In this work, Novo Oil and Gas and Biota Technology performed a study on an exploratory well in the Meramec formation of Ector County. Well cuttings were collected from a pilot hole to create a vertical DNA baseline through key Barnett and Meramec formations, and from a lateral section to estimate per stage oil and water contribution. Frac fluid was collected during completion and produced fluids were collected through the initial 189 days of production. A data science-based workflow was performed that tracked DNA markers within produced fluids and compared them to a well-cutting derived DNA baseline to estimate per-formation and per-stage contributions in the vertical and lateral sections, respectively. DNA Diagnostic results were integrated into a reservoir engineering workflow through comparisons with petrophysical logs, core data, geosteering reports, completions reports, production data, and oil tracers.

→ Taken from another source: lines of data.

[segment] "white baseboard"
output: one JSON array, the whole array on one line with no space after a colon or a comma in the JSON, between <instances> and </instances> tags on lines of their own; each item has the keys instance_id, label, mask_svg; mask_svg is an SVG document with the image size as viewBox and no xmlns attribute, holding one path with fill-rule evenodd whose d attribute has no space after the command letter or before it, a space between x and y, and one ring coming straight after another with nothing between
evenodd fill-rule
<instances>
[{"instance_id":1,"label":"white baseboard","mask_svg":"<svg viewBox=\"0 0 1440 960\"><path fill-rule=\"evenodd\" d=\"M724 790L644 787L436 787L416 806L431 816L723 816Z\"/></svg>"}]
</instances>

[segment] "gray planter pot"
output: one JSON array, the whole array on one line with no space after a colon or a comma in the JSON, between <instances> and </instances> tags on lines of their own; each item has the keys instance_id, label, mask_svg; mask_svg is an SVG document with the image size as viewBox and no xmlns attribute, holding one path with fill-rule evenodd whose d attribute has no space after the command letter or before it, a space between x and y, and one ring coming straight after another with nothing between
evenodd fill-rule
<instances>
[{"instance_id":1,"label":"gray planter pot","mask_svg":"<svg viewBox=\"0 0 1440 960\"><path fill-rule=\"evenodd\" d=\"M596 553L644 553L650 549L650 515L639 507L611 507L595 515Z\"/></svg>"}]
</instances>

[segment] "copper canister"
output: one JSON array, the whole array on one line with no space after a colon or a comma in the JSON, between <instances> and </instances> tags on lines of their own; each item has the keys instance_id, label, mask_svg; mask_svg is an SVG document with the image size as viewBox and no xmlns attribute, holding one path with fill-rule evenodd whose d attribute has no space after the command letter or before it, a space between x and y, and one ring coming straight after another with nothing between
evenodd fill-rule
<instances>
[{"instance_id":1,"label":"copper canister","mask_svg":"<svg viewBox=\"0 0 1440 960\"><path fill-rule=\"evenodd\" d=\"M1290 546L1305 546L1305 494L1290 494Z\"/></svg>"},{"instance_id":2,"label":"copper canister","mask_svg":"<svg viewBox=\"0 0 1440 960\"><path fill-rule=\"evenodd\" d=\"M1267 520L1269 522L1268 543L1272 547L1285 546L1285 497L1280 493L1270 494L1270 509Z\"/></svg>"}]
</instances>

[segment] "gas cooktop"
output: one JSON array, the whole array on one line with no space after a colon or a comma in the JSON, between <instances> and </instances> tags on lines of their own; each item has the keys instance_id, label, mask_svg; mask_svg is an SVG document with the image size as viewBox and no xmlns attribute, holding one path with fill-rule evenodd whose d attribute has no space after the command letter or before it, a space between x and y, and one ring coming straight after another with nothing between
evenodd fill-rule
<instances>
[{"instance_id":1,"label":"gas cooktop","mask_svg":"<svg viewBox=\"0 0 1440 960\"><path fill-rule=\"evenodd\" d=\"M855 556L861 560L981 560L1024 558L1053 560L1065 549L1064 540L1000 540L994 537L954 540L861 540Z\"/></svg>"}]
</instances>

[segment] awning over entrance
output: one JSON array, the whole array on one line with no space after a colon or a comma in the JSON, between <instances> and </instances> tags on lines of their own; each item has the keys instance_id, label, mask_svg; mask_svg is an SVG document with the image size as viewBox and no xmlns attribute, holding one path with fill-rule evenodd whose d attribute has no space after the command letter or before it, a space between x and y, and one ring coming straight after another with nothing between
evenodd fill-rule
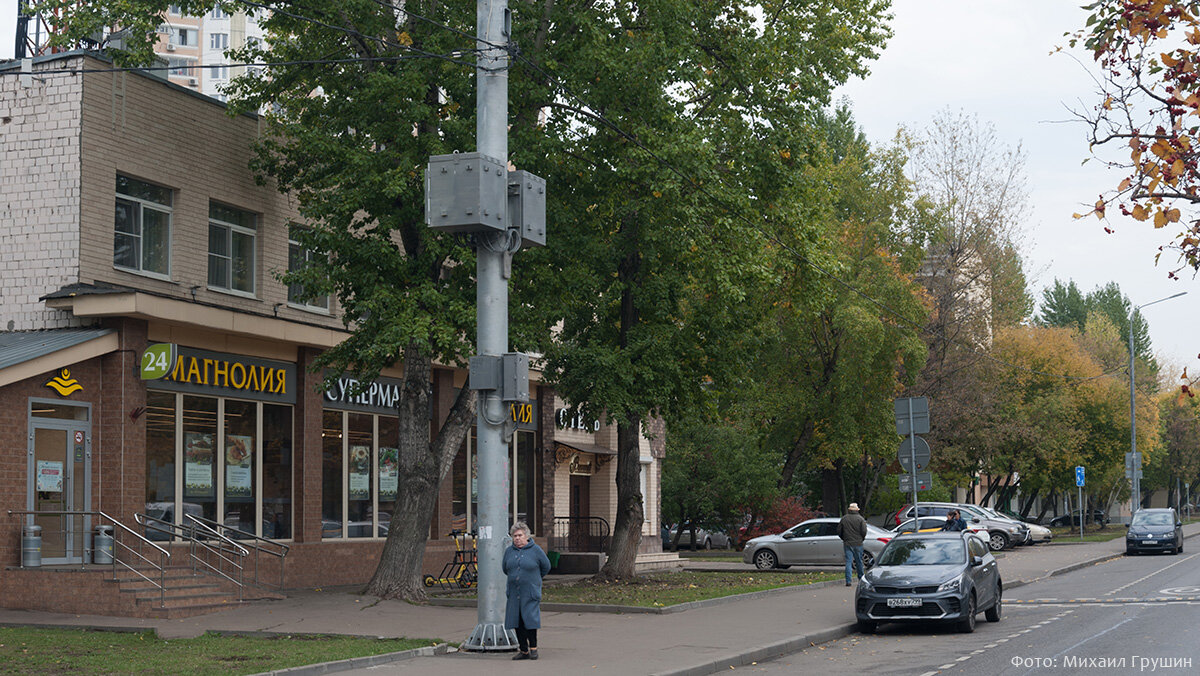
<instances>
[{"instance_id":1,"label":"awning over entrance","mask_svg":"<svg viewBox=\"0 0 1200 676\"><path fill-rule=\"evenodd\" d=\"M0 387L108 354L118 347L114 329L0 333Z\"/></svg>"},{"instance_id":2,"label":"awning over entrance","mask_svg":"<svg viewBox=\"0 0 1200 676\"><path fill-rule=\"evenodd\" d=\"M554 464L567 463L571 474L590 476L616 456L616 451L603 446L554 442Z\"/></svg>"}]
</instances>

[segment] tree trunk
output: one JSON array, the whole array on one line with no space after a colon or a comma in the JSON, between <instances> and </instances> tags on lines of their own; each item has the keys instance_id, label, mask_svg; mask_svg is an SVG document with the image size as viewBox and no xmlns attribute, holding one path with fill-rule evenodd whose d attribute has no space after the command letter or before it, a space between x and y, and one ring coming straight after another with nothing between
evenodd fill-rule
<instances>
[{"instance_id":1,"label":"tree trunk","mask_svg":"<svg viewBox=\"0 0 1200 676\"><path fill-rule=\"evenodd\" d=\"M1025 504L1021 505L1021 518L1022 519L1029 518L1029 510L1033 509L1033 502L1034 502L1034 500L1037 500L1039 493L1041 493L1040 489L1025 496ZM1039 518L1039 521L1040 521L1040 518Z\"/></svg>"},{"instance_id":2,"label":"tree trunk","mask_svg":"<svg viewBox=\"0 0 1200 676\"><path fill-rule=\"evenodd\" d=\"M821 470L821 511L830 516L842 513L842 475L835 467Z\"/></svg>"},{"instance_id":3,"label":"tree trunk","mask_svg":"<svg viewBox=\"0 0 1200 676\"><path fill-rule=\"evenodd\" d=\"M462 388L450 415L429 440L430 357L414 344L404 351L404 388L399 403L399 483L396 510L375 575L366 593L386 599L424 601L421 563L433 521L438 487L454 464L474 420L475 393Z\"/></svg>"},{"instance_id":4,"label":"tree trunk","mask_svg":"<svg viewBox=\"0 0 1200 676\"><path fill-rule=\"evenodd\" d=\"M633 414L617 422L617 523L608 544L608 560L596 574L598 581L632 580L642 543L641 458L638 435L642 419ZM682 526L681 526L682 528ZM694 542L694 540L693 540Z\"/></svg>"},{"instance_id":5,"label":"tree trunk","mask_svg":"<svg viewBox=\"0 0 1200 676\"><path fill-rule=\"evenodd\" d=\"M996 476L996 477L989 476L988 477L987 492L983 494L982 498L979 498L979 506L980 507L987 506L988 500L991 499L992 494L996 492L997 488L1000 488L1000 480L1002 478L1004 478L1004 477L998 477L998 476Z\"/></svg>"}]
</instances>

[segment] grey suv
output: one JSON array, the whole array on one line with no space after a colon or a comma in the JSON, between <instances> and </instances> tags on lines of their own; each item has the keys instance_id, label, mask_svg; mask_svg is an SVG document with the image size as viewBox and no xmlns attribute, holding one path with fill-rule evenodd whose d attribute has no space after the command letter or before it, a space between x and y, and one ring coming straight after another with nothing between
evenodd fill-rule
<instances>
[{"instance_id":1,"label":"grey suv","mask_svg":"<svg viewBox=\"0 0 1200 676\"><path fill-rule=\"evenodd\" d=\"M1023 545L1032 538L1029 536L1029 526L1010 519L995 519L975 505L956 502L922 502L921 516L946 516L952 509L957 509L967 523L978 524L988 532L988 546L992 551L1008 549ZM900 518L911 519L915 516L912 506L901 512Z\"/></svg>"}]
</instances>

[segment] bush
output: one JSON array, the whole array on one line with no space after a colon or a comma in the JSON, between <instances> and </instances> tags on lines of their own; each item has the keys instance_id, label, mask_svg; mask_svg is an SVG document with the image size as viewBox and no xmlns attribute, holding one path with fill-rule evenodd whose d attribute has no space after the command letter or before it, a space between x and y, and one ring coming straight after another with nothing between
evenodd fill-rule
<instances>
[{"instance_id":1,"label":"bush","mask_svg":"<svg viewBox=\"0 0 1200 676\"><path fill-rule=\"evenodd\" d=\"M744 545L747 540L760 535L782 533L801 521L807 521L817 516L820 514L805 505L800 498L780 498L765 513L755 519L754 523L742 526L738 530L738 546Z\"/></svg>"}]
</instances>

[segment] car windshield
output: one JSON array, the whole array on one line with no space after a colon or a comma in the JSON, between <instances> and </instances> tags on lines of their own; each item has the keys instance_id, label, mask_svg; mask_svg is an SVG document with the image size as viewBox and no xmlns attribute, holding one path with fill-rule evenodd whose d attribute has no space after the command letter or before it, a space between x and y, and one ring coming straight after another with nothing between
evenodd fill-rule
<instances>
[{"instance_id":1,"label":"car windshield","mask_svg":"<svg viewBox=\"0 0 1200 676\"><path fill-rule=\"evenodd\" d=\"M881 566L944 566L963 563L967 552L961 540L892 540L879 557Z\"/></svg>"},{"instance_id":2,"label":"car windshield","mask_svg":"<svg viewBox=\"0 0 1200 676\"><path fill-rule=\"evenodd\" d=\"M1171 519L1171 515L1166 512L1157 512L1147 514L1142 512L1133 517L1134 526L1172 526L1175 522Z\"/></svg>"}]
</instances>

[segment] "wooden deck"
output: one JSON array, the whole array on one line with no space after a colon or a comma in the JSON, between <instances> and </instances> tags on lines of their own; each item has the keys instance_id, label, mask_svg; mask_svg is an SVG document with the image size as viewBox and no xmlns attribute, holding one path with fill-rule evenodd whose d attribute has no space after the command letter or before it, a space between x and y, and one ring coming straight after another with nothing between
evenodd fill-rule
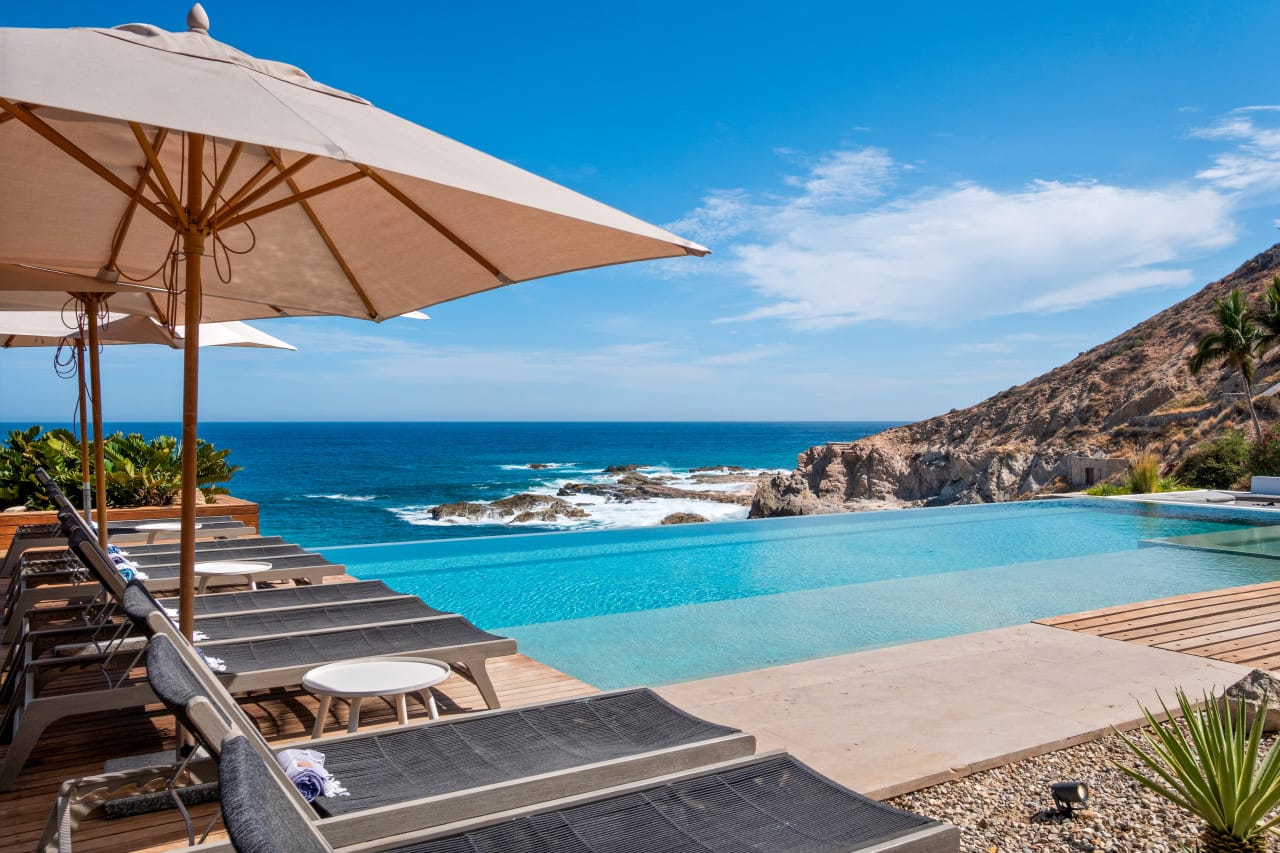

Results showed that initial drainage heights covered a large portion of the Barnett into Woodford formations and corresponded to the higher initial production values. Over time, the DNA drainage heights indicated a focused zone of contribution from the Barnett which corresponded to a steady, flat decline curve. Lateral DNA contributions estimates indicated the highest production contribution from a section of the lateral drilled within the intended landing zone towards the toe, which was corroborated with conventional oil-based chemical tracers. Additionally, the lateral DNA Stratigraphy plots allowed for the development of a hypothesis of a potential fault encountered in the lateral, which subsequent wells will investigate.
Overall, we demonstrate that Subsurface DNA Diagnostics provides an independent workflow to estimate drainage height and lateral production allocation by analyzing DNA markers acquired from cuttings and produced fluids. This work shows the complementary nature of incorporating DNA Diagnostics into traditional reservoir engineering work-flows as a hypothesis generating tool and as a corroborative measurement. The scalability and non-invasive nature of the workflow has the potential to improve initial characterization and operations during field development, particularly exploratory areas with less operational history. DNA Diagnostics provided direct economic benefit to Novo’s field development plan and informed subsequent capital allocation strategies.